When this crisis began, few could have foreseen that Nifong would discard all semblance of legal propriety in his investigation. But the reaction of Duke’s faculty was, sadly, all too predictable. Indeed, a striking subtext of the whole affair has been the open contempt in which faculty at elite colleges and universities, professors like the Group of 88, seem to hold many of their students, who are guilty of being upper-middle or upper class; joining fraternities and sororities; participating in intercollegiate athletics; concentrating on their careers rather than the life of the mind; drinking too much; and holding ideas deemed inappropriate on issues relating to race, class, and gender. There’s nothing new in academics grousing about students. But at a school like Duke, save for a few superstars, faculty members derive some of their prestige from teaching at an extremely “selective” school.
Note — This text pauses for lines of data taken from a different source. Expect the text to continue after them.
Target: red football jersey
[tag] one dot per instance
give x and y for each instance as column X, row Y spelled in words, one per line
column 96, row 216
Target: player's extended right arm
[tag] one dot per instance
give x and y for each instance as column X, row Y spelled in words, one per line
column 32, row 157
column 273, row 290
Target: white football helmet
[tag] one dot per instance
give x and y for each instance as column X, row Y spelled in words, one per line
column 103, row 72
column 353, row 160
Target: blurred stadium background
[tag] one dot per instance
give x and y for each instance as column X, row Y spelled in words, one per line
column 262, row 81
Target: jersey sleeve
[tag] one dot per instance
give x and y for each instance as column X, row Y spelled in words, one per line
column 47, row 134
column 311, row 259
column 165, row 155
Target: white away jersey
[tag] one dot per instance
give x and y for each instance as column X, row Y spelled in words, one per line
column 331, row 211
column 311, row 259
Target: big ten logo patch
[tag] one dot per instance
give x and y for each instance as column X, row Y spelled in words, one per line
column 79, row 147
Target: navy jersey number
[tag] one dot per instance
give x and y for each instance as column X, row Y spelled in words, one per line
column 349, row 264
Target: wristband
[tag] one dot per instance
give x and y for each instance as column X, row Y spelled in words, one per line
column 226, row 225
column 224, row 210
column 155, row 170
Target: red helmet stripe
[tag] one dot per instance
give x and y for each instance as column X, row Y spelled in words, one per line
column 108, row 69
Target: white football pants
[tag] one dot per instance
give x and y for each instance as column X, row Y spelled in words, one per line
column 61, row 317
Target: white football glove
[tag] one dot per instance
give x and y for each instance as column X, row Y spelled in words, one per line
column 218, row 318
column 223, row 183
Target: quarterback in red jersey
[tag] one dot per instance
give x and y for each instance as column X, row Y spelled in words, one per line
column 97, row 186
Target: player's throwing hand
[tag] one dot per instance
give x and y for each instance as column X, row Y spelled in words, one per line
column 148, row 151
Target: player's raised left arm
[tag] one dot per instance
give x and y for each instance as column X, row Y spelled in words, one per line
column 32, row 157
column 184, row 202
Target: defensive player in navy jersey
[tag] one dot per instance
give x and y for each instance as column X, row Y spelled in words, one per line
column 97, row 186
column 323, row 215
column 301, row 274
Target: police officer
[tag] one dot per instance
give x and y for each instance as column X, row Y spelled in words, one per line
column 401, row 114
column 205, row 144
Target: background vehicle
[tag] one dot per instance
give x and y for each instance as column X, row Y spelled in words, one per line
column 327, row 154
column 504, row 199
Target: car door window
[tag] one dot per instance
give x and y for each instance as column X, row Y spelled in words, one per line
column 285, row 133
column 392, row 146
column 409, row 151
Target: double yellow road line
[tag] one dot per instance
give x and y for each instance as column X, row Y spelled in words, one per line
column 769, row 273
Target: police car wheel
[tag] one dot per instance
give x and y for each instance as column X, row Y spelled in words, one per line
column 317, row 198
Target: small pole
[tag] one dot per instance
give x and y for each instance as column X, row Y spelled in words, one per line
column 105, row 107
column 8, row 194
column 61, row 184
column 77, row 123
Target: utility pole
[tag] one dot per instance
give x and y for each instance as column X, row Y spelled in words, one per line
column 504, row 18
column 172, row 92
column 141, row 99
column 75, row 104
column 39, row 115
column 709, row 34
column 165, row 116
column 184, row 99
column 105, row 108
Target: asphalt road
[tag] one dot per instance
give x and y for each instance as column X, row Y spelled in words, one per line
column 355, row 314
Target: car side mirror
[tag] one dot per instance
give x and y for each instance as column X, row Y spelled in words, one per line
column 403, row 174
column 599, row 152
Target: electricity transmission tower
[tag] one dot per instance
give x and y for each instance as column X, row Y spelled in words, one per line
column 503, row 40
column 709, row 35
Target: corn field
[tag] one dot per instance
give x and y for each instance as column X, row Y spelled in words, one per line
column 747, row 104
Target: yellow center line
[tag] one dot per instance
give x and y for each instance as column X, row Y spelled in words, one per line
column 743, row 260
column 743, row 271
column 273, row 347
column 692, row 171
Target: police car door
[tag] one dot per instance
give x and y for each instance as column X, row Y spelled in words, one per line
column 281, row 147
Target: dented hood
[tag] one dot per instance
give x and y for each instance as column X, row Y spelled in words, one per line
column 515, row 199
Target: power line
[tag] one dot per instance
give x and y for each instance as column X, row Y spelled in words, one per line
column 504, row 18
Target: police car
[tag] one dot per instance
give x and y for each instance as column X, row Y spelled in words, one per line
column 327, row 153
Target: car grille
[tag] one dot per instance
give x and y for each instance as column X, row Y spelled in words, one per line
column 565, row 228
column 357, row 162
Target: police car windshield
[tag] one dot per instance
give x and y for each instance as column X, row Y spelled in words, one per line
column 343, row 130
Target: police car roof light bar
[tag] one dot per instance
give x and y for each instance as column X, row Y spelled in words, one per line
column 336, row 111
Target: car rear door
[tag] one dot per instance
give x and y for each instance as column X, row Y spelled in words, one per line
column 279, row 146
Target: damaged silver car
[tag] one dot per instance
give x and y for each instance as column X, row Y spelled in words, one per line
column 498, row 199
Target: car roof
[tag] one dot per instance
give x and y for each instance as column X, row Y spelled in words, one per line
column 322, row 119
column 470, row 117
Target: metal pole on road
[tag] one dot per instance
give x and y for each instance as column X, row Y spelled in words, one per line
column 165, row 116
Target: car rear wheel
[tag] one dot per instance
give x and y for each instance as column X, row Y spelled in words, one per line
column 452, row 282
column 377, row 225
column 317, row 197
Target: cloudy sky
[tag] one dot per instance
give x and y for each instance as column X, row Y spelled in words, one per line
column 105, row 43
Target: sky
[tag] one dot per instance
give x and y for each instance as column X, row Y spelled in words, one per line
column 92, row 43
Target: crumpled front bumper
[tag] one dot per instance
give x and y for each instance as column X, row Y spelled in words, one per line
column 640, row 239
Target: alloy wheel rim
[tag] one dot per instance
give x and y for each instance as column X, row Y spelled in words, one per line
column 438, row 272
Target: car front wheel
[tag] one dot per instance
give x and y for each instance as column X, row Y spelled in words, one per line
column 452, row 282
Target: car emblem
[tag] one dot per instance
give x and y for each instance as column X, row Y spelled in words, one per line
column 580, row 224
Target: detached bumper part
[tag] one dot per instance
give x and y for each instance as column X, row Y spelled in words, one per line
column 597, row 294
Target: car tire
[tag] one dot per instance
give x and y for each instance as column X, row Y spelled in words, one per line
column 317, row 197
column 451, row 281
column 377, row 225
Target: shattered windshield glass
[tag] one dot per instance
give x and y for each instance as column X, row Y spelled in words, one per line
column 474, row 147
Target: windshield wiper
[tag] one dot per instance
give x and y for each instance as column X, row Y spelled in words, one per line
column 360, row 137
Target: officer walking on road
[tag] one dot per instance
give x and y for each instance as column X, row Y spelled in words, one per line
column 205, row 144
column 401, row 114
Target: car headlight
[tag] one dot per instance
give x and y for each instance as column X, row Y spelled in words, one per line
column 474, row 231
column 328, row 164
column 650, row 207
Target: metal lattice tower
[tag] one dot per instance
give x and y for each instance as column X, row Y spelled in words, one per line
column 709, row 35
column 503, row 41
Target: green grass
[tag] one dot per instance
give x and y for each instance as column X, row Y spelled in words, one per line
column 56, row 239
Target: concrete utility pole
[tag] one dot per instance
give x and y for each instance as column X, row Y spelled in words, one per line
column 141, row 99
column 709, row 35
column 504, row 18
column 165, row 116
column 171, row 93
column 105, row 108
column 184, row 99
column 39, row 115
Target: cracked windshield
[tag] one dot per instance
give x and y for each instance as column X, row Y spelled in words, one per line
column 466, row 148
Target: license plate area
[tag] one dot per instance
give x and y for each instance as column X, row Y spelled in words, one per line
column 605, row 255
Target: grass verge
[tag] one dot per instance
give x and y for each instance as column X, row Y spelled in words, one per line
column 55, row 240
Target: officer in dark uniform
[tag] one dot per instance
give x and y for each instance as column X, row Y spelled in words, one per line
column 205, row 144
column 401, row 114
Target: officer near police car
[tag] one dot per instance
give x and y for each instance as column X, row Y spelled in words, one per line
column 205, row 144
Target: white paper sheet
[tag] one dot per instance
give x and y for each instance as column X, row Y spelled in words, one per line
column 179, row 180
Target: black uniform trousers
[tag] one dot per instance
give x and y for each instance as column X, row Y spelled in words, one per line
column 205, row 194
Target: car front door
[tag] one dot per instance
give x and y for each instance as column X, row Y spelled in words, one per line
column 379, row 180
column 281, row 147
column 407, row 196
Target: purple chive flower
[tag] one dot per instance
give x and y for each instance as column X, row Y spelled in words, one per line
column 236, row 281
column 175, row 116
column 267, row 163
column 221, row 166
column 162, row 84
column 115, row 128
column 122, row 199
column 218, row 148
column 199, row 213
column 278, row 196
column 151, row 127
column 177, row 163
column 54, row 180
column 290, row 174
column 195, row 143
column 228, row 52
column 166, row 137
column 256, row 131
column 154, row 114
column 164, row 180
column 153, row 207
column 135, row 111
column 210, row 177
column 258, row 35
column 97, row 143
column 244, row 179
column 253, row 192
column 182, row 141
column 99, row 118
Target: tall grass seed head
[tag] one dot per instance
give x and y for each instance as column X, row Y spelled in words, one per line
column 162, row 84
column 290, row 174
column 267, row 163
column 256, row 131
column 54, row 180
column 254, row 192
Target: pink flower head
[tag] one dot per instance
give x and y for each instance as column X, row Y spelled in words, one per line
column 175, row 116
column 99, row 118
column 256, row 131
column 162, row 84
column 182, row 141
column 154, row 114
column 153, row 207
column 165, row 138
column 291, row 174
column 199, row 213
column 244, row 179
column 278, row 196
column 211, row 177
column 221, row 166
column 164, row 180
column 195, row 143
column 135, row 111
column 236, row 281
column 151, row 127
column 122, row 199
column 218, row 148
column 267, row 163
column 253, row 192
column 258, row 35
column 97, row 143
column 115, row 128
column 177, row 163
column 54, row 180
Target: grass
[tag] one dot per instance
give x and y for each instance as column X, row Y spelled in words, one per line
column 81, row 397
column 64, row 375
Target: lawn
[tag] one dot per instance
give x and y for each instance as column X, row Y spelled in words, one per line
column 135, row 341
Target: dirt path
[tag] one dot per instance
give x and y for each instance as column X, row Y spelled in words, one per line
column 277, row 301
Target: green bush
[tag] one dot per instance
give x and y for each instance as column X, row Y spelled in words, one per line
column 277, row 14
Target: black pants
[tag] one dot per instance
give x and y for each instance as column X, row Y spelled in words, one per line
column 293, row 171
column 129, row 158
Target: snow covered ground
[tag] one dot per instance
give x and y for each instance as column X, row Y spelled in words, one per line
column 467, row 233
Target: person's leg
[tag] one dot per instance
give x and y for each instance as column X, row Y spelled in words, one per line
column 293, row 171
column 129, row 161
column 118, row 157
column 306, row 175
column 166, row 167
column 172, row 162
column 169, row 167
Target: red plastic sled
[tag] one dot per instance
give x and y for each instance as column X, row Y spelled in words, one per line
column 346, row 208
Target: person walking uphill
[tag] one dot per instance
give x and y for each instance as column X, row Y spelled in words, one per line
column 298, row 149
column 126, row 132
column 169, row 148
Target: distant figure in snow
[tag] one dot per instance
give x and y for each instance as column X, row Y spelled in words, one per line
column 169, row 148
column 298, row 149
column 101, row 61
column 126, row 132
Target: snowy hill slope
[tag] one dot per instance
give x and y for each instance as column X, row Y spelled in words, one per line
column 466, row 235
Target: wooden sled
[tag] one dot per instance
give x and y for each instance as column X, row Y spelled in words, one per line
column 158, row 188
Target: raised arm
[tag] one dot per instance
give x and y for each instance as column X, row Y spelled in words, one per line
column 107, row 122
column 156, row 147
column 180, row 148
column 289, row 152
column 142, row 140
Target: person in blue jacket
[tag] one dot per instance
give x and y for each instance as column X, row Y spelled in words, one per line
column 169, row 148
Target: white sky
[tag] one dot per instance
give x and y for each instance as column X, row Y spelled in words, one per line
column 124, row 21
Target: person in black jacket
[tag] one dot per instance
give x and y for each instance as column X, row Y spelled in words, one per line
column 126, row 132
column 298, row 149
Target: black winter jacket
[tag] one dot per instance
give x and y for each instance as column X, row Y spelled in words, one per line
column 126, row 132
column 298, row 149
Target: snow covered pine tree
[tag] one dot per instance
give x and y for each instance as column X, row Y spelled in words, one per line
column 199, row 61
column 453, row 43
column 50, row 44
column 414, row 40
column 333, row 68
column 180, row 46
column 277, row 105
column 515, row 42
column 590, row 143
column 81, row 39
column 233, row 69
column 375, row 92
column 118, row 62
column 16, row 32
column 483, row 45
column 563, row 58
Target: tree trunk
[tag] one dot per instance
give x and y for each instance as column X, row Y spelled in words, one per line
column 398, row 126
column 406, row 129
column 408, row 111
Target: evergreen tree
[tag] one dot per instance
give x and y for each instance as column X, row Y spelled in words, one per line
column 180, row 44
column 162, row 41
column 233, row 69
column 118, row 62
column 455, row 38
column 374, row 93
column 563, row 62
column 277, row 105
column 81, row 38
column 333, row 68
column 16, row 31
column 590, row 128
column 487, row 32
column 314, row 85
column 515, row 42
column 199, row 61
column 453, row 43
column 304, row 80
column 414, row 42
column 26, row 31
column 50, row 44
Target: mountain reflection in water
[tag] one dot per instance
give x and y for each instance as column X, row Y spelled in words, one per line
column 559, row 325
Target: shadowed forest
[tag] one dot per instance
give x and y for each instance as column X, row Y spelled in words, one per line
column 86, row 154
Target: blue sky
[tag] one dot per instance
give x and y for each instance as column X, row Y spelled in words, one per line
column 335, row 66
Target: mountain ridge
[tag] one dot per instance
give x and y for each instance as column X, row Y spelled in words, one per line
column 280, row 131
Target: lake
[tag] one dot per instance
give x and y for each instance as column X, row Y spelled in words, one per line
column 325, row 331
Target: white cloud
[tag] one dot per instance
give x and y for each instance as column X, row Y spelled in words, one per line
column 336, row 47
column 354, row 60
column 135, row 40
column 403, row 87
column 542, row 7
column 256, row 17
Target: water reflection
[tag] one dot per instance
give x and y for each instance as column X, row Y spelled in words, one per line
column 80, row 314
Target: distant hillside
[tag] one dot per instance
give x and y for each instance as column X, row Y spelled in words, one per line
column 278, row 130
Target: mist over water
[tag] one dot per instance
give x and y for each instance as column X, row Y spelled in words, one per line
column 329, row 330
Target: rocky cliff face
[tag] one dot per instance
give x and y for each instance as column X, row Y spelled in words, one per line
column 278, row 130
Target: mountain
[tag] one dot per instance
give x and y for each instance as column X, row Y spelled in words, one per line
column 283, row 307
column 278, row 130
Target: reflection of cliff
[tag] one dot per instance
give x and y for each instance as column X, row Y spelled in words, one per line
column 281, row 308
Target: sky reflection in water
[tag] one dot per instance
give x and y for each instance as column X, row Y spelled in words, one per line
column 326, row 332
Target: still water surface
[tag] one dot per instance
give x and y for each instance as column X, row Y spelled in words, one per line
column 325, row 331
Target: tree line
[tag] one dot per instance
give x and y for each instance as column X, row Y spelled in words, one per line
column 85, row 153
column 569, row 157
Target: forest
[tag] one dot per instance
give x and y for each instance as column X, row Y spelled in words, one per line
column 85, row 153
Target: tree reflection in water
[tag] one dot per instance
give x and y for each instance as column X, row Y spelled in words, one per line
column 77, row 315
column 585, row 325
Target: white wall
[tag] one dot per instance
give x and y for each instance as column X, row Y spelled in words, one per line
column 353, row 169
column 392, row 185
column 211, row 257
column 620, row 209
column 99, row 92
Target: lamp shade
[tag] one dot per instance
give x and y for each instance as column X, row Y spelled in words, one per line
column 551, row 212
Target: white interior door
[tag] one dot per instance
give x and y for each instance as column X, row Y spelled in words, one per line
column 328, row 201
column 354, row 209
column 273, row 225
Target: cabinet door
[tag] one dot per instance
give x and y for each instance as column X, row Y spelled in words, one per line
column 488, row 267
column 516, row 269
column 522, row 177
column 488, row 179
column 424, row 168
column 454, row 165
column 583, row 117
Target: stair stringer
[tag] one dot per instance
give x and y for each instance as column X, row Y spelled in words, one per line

How strange it must be for people like Baker, Wood, and other members of the Group of 88 to be surrounded by students many of whom they seem deeply to dislike, while depending on the “intake” of more of these students for institutional status.

While their actions might have been predictable, the professors’ indifference to their own students’ rights has had a devastating impact on this case. With no local balance against his worst tendencies, Nifong has proceeded to violate one state guideline after another. In this respect, the statement of the Group of 88 correctly asserted that a “social disaster” has occurred at Duke. That disaster, however, came in the behavior of Nifong and the Duke faculty, who, I fear, will look back on their response to this case with shame.